The end of `luv'?

WE live in an age of formal manners and sartorial properties. The world has turned anticasual. If you doubt this, permit me to cite a couple of recent excerpts from the Times of London. The first concerns the northern English form of address, ``love'' - or ``luv,'' as it is more often spelled. It's common enough up in the moors and down in the dales of Yorkshire or in the back streets of Lancashire mill towns. ``'Ow are you, luv?'' is far more usual than ``'ullo.'' Or ``That'll be 4 pounds 90, luv'' at the supermarket checkout. It's the normal thing to call people in these parts - though it's true that while men address women thus, and women men, and women women, and everyone children, men do not use it to address men.

Well, now ``luv'' is in trouble, and for this we have to thank a certain Mary Chettoe of Leeds.

This good lady (and I don't doubt she's good) is serving on her city's new consumer liaison panel for British Telecom. BT is the privatized but still more or less wall-to-wall national company running telephonic and other forms of communication in this country. And BT has been coming under some fairly heavy criticism for the quality of its services of late. The idea of the nationwide liaison panels is to improve BT's relations with its customers.

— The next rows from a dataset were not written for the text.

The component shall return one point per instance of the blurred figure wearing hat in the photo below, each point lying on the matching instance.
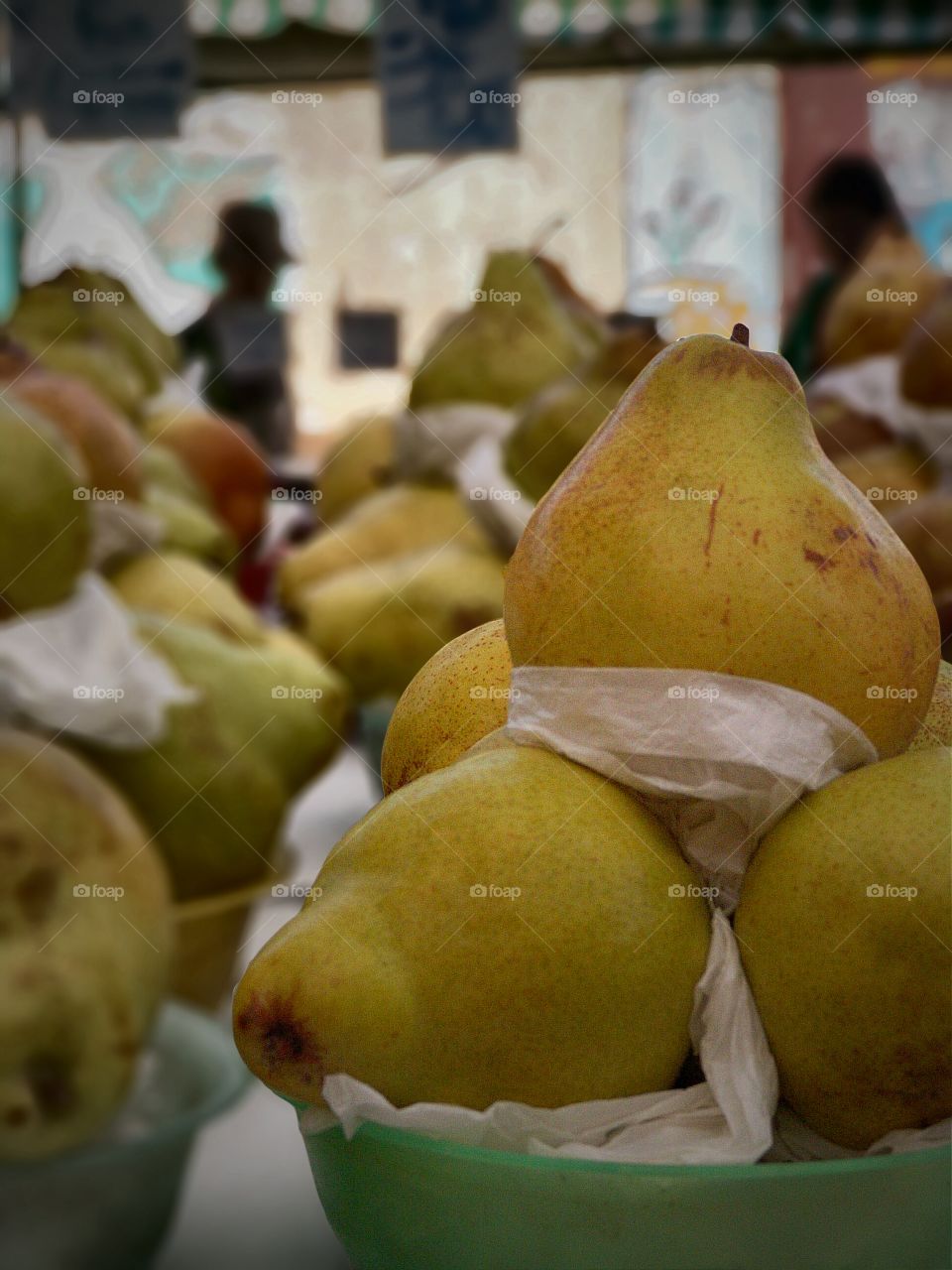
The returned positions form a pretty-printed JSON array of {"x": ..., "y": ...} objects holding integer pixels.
[{"x": 241, "y": 338}]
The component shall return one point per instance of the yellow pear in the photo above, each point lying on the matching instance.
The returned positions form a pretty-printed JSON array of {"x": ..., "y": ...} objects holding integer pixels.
[
  {"x": 86, "y": 940},
  {"x": 844, "y": 928},
  {"x": 702, "y": 527},
  {"x": 179, "y": 585},
  {"x": 358, "y": 462},
  {"x": 881, "y": 302},
  {"x": 458, "y": 698},
  {"x": 937, "y": 725},
  {"x": 380, "y": 624},
  {"x": 389, "y": 524},
  {"x": 509, "y": 928}
]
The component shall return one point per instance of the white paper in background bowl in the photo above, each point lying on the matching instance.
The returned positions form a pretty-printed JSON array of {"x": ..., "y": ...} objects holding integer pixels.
[
  {"x": 720, "y": 760},
  {"x": 81, "y": 668}
]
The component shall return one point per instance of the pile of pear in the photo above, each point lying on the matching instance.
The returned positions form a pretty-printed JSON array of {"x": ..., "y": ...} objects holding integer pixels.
[{"x": 507, "y": 925}]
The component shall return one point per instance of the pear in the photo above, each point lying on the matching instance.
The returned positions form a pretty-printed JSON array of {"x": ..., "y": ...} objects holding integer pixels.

They are to act as a forum for suggestions, inquiries, and improvements.

I could come up with a few inquiries myself - viz: Wouldn't it be more effective if the quantities of engineers who periodically appear on my doorstep with intent to repair faults occasionally communicated with each other? (They could even do so by phone.)

But there are improvements already in some places as a result of these BT panels, so a cheer or two may well be due for them. A third cheer, I believe, however, may be better withheld on account of the Chettoe Factor.

Mrs. Chettoe has brought about something that is little less than revolutionary. She proposed that the telephone operators in Yorkshire ought to address female customers no longer as ``luv.'' They should henceforth call them ``Madam.'' And, quite incredibly, her suggestion has been taken up. It's official. ``Luv'' is not allowed at BT in Yorkshire.

If I were a Yorkshire woman I would much prefer to be called ``luv.'' ``Madam'' is distant, unfriendly, feudal, and Victorian. ``Luv'' is companionable, amiable, and democratic. And we need more of it.

THE other Times piece followed a week later. The headline said: ``Writing may be on the wall for `scruffy' teachers.'' David Hart, general secretary of the National Association of Head Teachers, had voiced some pretty stinging criticisms of ``the one or two teachers in every school who are not pulling their weight.'' His remarks, in fact, sounded rather like the things one hears quoted from Soviet newspapers, when party officials are exhorted to Work Harder. There are thousands of teachers, Mr. Hart added, that ``neither look like, nor act like, professionals.'' They should be ``removed from the profession with all due speed.''

Well! The National Union of Teachers did not take too kindly to the secretary's remarks. And what it liked least was his slur on the way some teachers dress. Hart had said that no teacher should go to school wearing jeans. ``I am not saying that all teachers should wear suits, but they at least should look like professionals. Persistently scruffy teachers should be disciplined.'' Parents, he claimed, always judged schools by the appearance of staff.

The union countered, ``Dress is a subjective matter, but our view is that the vast majority of men and women who teach in schools are smartly turned out and presentable.''

Arguably, it seems to me, jeans might well be the ideal wear for teachers, particularly those engaged in messier forms of instruction like chemistry, biology, art, or cooking. Also, casting one's mind back, I wonder if most of us have any recollection of the relative sartorial finesse or turpitude of the teachers that dominated our school days. The teachers I remember with most admiration and affection I'm sure gave the least amount of thought to how they were ``turned out.'' What mattered was the infectious love of their subject, not their legwear.

Still, I suppose, those of us who prefer to be casual slobs should be tolerant of the stuffed-shirt brigade and determined formality-mongers of our society. And there is, anyway, one possible alternative for teachers who simply can't get hold of the idea of dressing ``properly.'' They can always get jobs as telephone operators for BT. Surely, Mrs. Chettoe, you won't object to what these invisible professionals wear - will you, luv?